The answer to what exactly is driving this outbreak, or why they are increasing in severity, is complex. Ocean water resembles a delicate broth comprised primarily of chloride, sodium, sulfate, magnesium, calcium and potassium, with a host of other ingredients that contribute to plant and marine life. Phosphorous and nitrogen, which are mostly responsible for driving plant and algae growth, accompany myriad other substances such as carbon, boron, strontium and bromide.
When this broth gets out of balance, algae can start to bloom in a harmful way. Factors contributing to an imbalance can include massive ocean-wide shifts like El Niño or underwater volcanoes, natural ocean cycles, lack of iron or other nutrients algae need, human wastewater, which can have high levels of urea even after being treated, and agricultural runoff, which can include pesticides, nitrogen-rich fertilizer and animal waste. Cold water upwelling is another factor, an important natural process that occurs when water from deep, colder parts of the ocean travel upward into surface water due to wind currents, bringing key nutrients that algae of all kinds and fish thrive on.
Scientists say the climate crisis also drives imbalances in two key ways: rising ocean acidity creates conditions where more harmful algae can thrive, and warming ocean temperatures are leading to a proliferation of more toxic algae species and blooms globally.

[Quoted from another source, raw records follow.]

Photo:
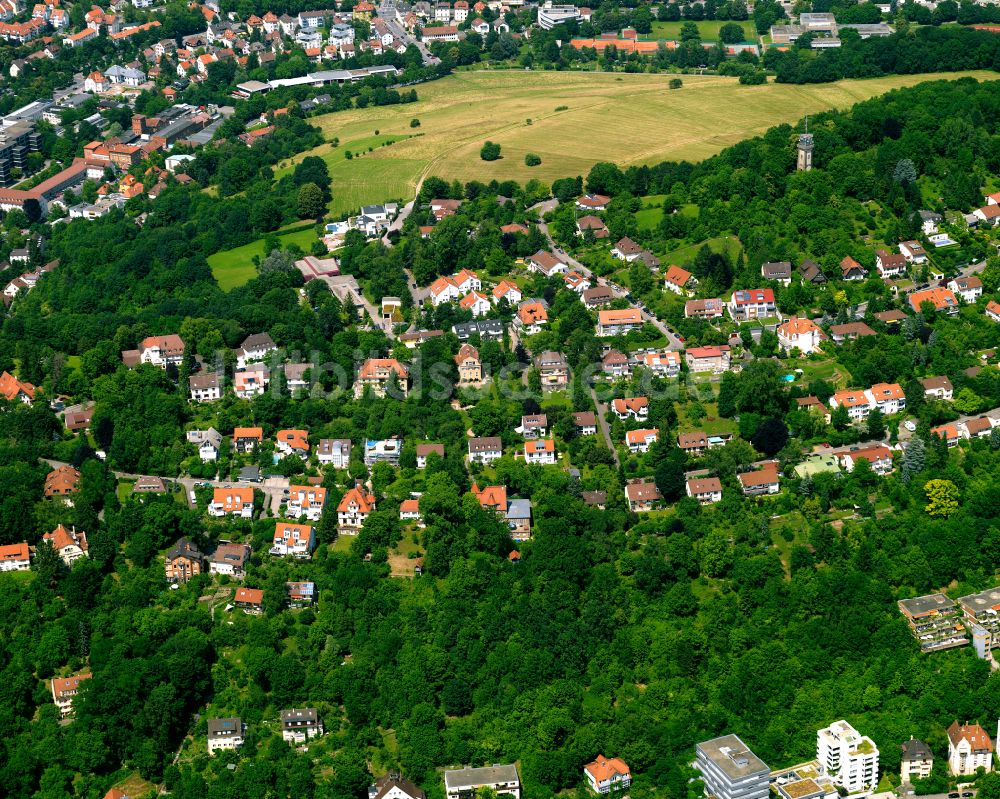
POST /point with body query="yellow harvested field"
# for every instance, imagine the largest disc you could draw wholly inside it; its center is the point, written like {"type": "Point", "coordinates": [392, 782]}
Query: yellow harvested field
{"type": "Point", "coordinates": [626, 118]}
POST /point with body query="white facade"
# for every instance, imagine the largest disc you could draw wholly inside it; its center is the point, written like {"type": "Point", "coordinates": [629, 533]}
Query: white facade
{"type": "Point", "coordinates": [849, 758]}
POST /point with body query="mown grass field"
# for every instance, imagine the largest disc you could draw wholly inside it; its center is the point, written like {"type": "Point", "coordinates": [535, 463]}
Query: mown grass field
{"type": "Point", "coordinates": [234, 268]}
{"type": "Point", "coordinates": [626, 118]}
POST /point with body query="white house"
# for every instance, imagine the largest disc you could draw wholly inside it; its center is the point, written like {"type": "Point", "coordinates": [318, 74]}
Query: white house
{"type": "Point", "coordinates": [849, 758]}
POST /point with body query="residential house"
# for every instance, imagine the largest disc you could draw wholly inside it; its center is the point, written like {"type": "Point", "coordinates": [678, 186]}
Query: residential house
{"type": "Point", "coordinates": [70, 545]}
{"type": "Point", "coordinates": [593, 202]}
{"type": "Point", "coordinates": [850, 331]}
{"type": "Point", "coordinates": [298, 726]}
{"type": "Point", "coordinates": [379, 374]}
{"type": "Point", "coordinates": [597, 297]}
{"type": "Point", "coordinates": [183, 561]}
{"type": "Point", "coordinates": [251, 381]}
{"type": "Point", "coordinates": [969, 288]}
{"type": "Point", "coordinates": [505, 290]}
{"type": "Point", "coordinates": [913, 252]}
{"type": "Point", "coordinates": [811, 272]}
{"type": "Point", "coordinates": [63, 481]}
{"type": "Point", "coordinates": [531, 317]}
{"type": "Point", "coordinates": [641, 440]}
{"type": "Point", "coordinates": [292, 442]}
{"type": "Point", "coordinates": [937, 388]}
{"type": "Point", "coordinates": [65, 689]}
{"type": "Point", "coordinates": [616, 323]}
{"type": "Point", "coordinates": [393, 786]}
{"type": "Point", "coordinates": [230, 559]}
{"type": "Point", "coordinates": [916, 762]}
{"type": "Point", "coordinates": [354, 508]}
{"type": "Point", "coordinates": [605, 775]}
{"type": "Point", "coordinates": [485, 450]}
{"type": "Point", "coordinates": [626, 250]}
{"type": "Point", "coordinates": [534, 426]}
{"type": "Point", "coordinates": [209, 443]}
{"type": "Point", "coordinates": [409, 510]}
{"type": "Point", "coordinates": [247, 439]}
{"type": "Point", "coordinates": [205, 387]}
{"type": "Point", "coordinates": [852, 270]}
{"type": "Point", "coordinates": [777, 271]}
{"type": "Point", "coordinates": [225, 734]}
{"type": "Point", "coordinates": [887, 397]}
{"type": "Point", "coordinates": [847, 757]}
{"type": "Point", "coordinates": [800, 333]}
{"type": "Point", "coordinates": [969, 747]}
{"type": "Point", "coordinates": [665, 363]}
{"type": "Point", "coordinates": [642, 495]}
{"type": "Point", "coordinates": [335, 452]}
{"type": "Point", "coordinates": [540, 452]}
{"type": "Point", "coordinates": [425, 450]}
{"type": "Point", "coordinates": [586, 423]}
{"type": "Point", "coordinates": [707, 490]}
{"type": "Point", "coordinates": [878, 456]}
{"type": "Point", "coordinates": [546, 263]}
{"type": "Point", "coordinates": [12, 389]}
{"type": "Point", "coordinates": [713, 308]}
{"type": "Point", "coordinates": [300, 594]}
{"type": "Point", "coordinates": [942, 299]}
{"type": "Point", "coordinates": [470, 367]}
{"type": "Point", "coordinates": [693, 443]}
{"type": "Point", "coordinates": [708, 359]}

Sea lions, highly intelligent creatures whose playful demeanor have earned them the nickname ‘sea dog’ among scientists, are a sentinel species. “Sea lions are basically a canary in the coal mine,” said Dan Costa, director of the Institute of Marine Science and distinguished professor at UC Santa Cruz, “They show us that what we’re starting to see are environmental perturbations, more frequently and at much higher magnitudes.”
Tackling the crisis
For now, scientists are trying to understand why this current outbreak has hit the area so hard, and why and when algae turns into a harmful bloom. Predictive models have been created to help forecast domoic acid outbreaks, like C-Harm, in California. Rescue organizations on the ground continue to triage, observe and help as many sea lions as they can, reporting their findings and submitting samples to scientists along the way.
Some incremental changes are being made on the human factors driving the crisis, like San Francisco’s recent recycling wastewater program and potential investment in new infrastructure to reduce the amount of additional nutrients from wastewater that go into the Bay. But the long-term problem is one of massive ocean disruption worldwide.
Raphael Kudela, distinguished professor and chair of Ocean Sciences at UC Santa Cruz, notes “while a certain amount of algae and domoic acid is just part of the ocean ecosystem, the algae is responding to the lower pH, warmer temperatures and nutrient pollution in the ocean to create these crisis events”.